Timebunt Gentes 1
Tomorrow we celebrate the 24th Sunday in Ordinary Time. To celebrate this Sunday, we at Neumz have chosen the Alleluia chant. The text of this piece is taken from Psalm 101, verse 16: a psalm of lamentation for the destruction of Jerusalem, the lament of the Jewish people in captivity. In the verse we sing there is a joyful prophecy of its future reconstruction and the peoples and kings who will come to worship and praise with awe the Name of the Lord in the rebuilt Jerusalem. But beyond the material city raised from its ruins, the other is also evoked: the heavenly Jerusalem where the Word became flesh, the substantial Name of God, which will dominate all kings and be seen in majesty in its infinite splendour. A future vision of eternity, when Christ, having completed the new Jerusalem, will reign in the splendour of an undisputed glory recognised by all peoples submitted to Love.
As for the melody, composed in mode 1, it has a great agility that corresponds to what it is announcing, a discreet joy that will burst forth in the jubilus alleluiaticus. We see long ascending and descending melodic chains: the melody takes on that joyful character typical of mode 1, starting from the fundamental D to rise to the dominant, the A, and settling on the F to go back up to the A and from there to reach the melodic summit of the piece, in the C, before returning in the intermediate cadence to the F. The outburst of this discreet and restrained joy is produced in the two repeated incisos, amplifying this feeling of immense happiness and hope, and then gradually subsides in the last two incisos of the jubilus, returning to the low register in a movement almost exclusively by joint degrees.

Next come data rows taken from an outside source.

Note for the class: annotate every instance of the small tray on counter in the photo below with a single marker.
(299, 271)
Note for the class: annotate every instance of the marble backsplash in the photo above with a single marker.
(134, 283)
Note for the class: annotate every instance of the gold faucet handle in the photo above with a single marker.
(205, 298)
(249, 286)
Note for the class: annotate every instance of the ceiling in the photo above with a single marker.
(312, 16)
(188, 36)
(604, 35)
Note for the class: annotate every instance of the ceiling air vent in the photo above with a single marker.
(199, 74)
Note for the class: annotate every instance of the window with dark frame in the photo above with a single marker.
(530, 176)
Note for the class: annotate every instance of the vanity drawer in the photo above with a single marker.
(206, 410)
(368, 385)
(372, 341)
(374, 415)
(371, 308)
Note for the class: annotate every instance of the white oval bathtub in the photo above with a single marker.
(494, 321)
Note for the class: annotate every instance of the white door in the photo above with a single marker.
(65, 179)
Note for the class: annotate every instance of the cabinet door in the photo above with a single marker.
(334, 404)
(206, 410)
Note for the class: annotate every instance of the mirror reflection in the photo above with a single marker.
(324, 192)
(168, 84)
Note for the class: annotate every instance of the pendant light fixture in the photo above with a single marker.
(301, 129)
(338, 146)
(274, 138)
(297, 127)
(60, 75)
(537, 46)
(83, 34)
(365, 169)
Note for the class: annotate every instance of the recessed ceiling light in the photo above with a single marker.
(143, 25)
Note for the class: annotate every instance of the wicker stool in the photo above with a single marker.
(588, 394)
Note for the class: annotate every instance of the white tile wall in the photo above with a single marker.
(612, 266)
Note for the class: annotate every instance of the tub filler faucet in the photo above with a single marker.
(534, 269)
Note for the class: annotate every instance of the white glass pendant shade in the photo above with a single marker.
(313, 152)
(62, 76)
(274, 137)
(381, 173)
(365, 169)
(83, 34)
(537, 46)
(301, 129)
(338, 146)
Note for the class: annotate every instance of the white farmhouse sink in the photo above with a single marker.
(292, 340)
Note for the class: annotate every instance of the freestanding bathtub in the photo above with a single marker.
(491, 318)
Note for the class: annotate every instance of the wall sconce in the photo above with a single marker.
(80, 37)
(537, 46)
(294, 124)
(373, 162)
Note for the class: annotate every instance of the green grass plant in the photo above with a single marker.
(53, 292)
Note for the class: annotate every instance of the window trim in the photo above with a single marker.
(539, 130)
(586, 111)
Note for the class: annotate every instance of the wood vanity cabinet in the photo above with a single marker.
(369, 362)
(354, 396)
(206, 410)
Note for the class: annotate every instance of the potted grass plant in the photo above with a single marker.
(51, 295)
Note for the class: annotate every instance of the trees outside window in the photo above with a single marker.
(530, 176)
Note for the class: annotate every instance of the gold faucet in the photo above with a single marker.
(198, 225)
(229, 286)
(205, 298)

That contained joy with which the jubilus ends extends throughout the first phrase of the verse thanks to a melodic synthesis in which the first clause and the last two clauses of the jubilus are taken up again: it is the joy of the Church that already sees the triumph of Christ and the splendour of this loving reverence of kings and peoples. This joy is mixed with contemplation and adoration which becomes more evident in nomen tuum. From adoration and contemplation we move to prostration, as the melody bows with total veneration at Domine where it reaches the low B, a reflection of this pious awe before the Lord.
This pious awe is further manifested in gloriam, from the second phrase, but before that at omnes reges the melody quickly spans the octave, from low C to high C, the melody returning to the high register to settle strongly on the dominant A: a tinge of strong authority mingles with the joy that is heightened and elevated. However, this authority, the kings, the earthly rulers, ultimately prostrate themselves before the Lord and his glory: at terrae the melody returns to the low register of A, descends to F and then settles on D with an embellishment on C. In gloriam it becomes majesty, a grave majesty that lingers, solemn and sumptuous like the folds of a royal robe: the melody again quickly spans the octave, this time from the high A to the low A, the lowest note of the piece. Finally, in tuam, the joy, once again simple and light, is extended and the melody of the jubilus is taken up again, where it bursts out again in the two repeated incisos.